A novel esterase from Ralstonia sp. M1: Gene cloning, sequencing, high-level expression and characterization
- 作者:Dinh Thi Quyen ; Thi Tuyet Dao ; Sy Le Thanh Nguyen
- 关键词:Ralstonia sp. M1 ; Esterase gene ; Cloning ; Expression ; Characterization
- 刊名:Protein Expression and Purification
- 出版年:2007
- 期刊代码:184_10465928
- 类别:bio
- 出版时间:February 2007
- 卷:51
- 期:2
- 页码:133-140
- 文件大小:1172 K
摘要
A newly isolated gene from Ralstonia sp. M1, encoding an esterase, was cloned in Escherichia coli and its nucleotide sequence determined. The 1.6 kb insert revealed one complete open reading frame, predicted to encode an esterase (320 aa, 34.1 kDa) with a pI of 9.86. EstR contained a putative oxyanion hole H36G37, a conserved pentapeptide G103HSLG107 and a conserved catalytic His265 and Asp237. The EstR sequence shared 64–70 and 44–48%identity with the hydrolases/acyltransferases from Burkholderia strains and from Ralstonia strains, respectively, 44 and 38%identity with the lactone-specific esterase from Pseudomonas fluorescens and Mesorhizobium loti, respectively. The esterase EstR was expressed with a high level of 41 mg/g wet cells. The Ni–NTA-purified esterase EstR showed an optimal activity in the temperature range 60–65 °C and pH range 7.5–9.0 towards p-nitrophenyl caproate. The enzyme was found to be highly resistant to many organic solvents especially induced by ethanolamine.

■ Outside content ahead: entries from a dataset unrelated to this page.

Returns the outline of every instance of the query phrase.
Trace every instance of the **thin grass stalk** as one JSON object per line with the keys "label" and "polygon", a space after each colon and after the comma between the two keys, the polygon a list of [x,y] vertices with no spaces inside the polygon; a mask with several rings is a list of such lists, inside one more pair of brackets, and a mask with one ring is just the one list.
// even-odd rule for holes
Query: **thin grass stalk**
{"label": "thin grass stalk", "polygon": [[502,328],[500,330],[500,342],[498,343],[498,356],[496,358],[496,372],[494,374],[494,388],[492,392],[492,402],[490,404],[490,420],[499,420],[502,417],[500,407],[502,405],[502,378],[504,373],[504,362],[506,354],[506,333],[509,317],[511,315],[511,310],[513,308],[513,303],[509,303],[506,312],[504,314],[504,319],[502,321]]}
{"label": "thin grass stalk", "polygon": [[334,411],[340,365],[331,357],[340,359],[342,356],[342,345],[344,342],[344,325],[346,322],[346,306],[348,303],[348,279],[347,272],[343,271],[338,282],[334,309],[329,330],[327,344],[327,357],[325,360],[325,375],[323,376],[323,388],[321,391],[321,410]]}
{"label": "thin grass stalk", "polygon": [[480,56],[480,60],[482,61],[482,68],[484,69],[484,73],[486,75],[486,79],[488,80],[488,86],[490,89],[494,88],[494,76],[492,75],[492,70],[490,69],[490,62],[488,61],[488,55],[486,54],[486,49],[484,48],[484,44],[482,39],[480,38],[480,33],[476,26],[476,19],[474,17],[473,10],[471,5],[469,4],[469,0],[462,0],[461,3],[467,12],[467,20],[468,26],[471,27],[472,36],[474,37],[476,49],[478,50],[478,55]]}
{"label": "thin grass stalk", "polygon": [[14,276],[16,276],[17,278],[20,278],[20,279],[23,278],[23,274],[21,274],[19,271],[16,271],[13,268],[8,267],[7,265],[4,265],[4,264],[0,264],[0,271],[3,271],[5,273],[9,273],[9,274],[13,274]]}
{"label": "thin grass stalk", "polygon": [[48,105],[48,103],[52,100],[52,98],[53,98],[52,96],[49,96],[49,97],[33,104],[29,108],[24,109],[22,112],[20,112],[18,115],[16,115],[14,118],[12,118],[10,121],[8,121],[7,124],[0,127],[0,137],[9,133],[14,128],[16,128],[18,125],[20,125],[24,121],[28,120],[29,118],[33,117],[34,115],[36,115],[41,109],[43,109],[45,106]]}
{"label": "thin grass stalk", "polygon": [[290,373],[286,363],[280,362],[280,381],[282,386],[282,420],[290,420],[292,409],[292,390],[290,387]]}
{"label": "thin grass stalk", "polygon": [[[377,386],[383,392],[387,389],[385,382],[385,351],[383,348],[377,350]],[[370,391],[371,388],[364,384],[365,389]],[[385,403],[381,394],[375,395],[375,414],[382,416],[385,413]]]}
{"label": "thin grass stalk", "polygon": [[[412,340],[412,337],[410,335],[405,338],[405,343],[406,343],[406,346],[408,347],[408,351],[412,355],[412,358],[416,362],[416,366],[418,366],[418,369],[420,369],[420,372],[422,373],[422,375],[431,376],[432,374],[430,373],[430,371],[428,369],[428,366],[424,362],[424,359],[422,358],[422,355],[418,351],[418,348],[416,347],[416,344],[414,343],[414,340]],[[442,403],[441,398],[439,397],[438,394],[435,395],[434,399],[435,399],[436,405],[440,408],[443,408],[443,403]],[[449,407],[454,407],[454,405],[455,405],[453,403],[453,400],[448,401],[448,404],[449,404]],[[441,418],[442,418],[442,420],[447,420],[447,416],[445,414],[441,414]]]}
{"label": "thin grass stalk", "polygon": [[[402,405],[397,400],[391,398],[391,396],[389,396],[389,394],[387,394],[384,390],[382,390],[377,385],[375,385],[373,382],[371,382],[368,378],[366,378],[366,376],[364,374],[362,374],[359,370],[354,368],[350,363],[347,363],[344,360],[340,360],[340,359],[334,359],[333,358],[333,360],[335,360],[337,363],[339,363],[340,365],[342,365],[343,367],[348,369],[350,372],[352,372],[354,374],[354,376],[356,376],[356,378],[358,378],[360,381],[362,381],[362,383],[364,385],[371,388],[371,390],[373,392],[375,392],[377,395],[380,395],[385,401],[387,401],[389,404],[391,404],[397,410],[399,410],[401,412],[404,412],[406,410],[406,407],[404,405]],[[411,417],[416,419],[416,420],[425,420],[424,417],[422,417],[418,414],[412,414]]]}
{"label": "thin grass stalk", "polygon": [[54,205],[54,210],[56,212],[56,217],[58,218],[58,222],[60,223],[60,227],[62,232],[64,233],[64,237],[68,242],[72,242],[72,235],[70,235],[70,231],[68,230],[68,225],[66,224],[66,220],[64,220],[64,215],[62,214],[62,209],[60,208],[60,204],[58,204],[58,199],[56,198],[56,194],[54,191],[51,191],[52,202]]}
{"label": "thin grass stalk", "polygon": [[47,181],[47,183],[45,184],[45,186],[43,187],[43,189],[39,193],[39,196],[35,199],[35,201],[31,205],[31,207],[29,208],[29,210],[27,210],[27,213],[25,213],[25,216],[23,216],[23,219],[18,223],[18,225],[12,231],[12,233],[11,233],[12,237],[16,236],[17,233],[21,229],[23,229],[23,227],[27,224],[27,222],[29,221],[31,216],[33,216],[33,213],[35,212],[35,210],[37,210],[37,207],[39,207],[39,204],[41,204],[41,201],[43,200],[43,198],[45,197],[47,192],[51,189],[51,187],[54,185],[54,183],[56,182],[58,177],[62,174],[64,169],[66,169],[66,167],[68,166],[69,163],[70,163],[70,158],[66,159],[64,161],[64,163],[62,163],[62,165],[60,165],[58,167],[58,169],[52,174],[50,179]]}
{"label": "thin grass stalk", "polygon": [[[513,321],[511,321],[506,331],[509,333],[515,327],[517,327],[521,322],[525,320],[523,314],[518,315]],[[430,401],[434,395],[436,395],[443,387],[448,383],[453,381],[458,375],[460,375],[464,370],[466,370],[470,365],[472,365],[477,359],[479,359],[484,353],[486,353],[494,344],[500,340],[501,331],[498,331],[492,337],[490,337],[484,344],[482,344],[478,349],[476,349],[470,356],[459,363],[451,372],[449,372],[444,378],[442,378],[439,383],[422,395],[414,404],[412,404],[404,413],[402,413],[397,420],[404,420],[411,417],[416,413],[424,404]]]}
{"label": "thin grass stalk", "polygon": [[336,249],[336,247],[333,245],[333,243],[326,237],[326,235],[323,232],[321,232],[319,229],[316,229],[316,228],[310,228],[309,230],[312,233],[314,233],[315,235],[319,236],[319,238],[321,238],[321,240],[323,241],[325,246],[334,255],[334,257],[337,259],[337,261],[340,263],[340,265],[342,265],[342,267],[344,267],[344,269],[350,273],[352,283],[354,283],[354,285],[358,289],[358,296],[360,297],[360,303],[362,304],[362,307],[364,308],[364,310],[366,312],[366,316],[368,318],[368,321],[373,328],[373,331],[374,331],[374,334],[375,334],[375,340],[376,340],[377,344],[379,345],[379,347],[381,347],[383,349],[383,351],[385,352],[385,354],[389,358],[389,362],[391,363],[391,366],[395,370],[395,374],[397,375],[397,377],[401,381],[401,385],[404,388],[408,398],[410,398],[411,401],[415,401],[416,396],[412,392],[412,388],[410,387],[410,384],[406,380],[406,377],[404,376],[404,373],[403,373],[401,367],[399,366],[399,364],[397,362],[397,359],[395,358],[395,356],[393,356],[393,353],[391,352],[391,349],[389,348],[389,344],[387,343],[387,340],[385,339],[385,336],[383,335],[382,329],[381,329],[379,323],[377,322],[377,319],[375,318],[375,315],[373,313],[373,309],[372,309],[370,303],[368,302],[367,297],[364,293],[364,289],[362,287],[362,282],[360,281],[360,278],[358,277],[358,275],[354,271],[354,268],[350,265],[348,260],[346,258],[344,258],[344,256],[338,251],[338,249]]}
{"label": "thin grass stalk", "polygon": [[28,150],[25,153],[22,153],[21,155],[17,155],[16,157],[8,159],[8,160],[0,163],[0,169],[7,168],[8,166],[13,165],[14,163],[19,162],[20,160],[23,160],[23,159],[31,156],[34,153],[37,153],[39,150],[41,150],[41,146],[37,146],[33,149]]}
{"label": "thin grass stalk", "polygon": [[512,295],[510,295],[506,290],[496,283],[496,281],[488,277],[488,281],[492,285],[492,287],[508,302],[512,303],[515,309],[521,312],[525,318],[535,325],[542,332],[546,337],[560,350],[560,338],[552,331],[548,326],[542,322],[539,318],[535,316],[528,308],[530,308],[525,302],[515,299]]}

Metal ions showed slight effect on esterase activity. The inhibitor phenylmethanesulfonyl fluoride inhibited strongly the esterase. Triton X-45 induced the activation of EstR, but other detergents slightly to strongly decreased or completely inhibited. Among tested p-NP esters, caproate was the most preferential substrate of this esterase.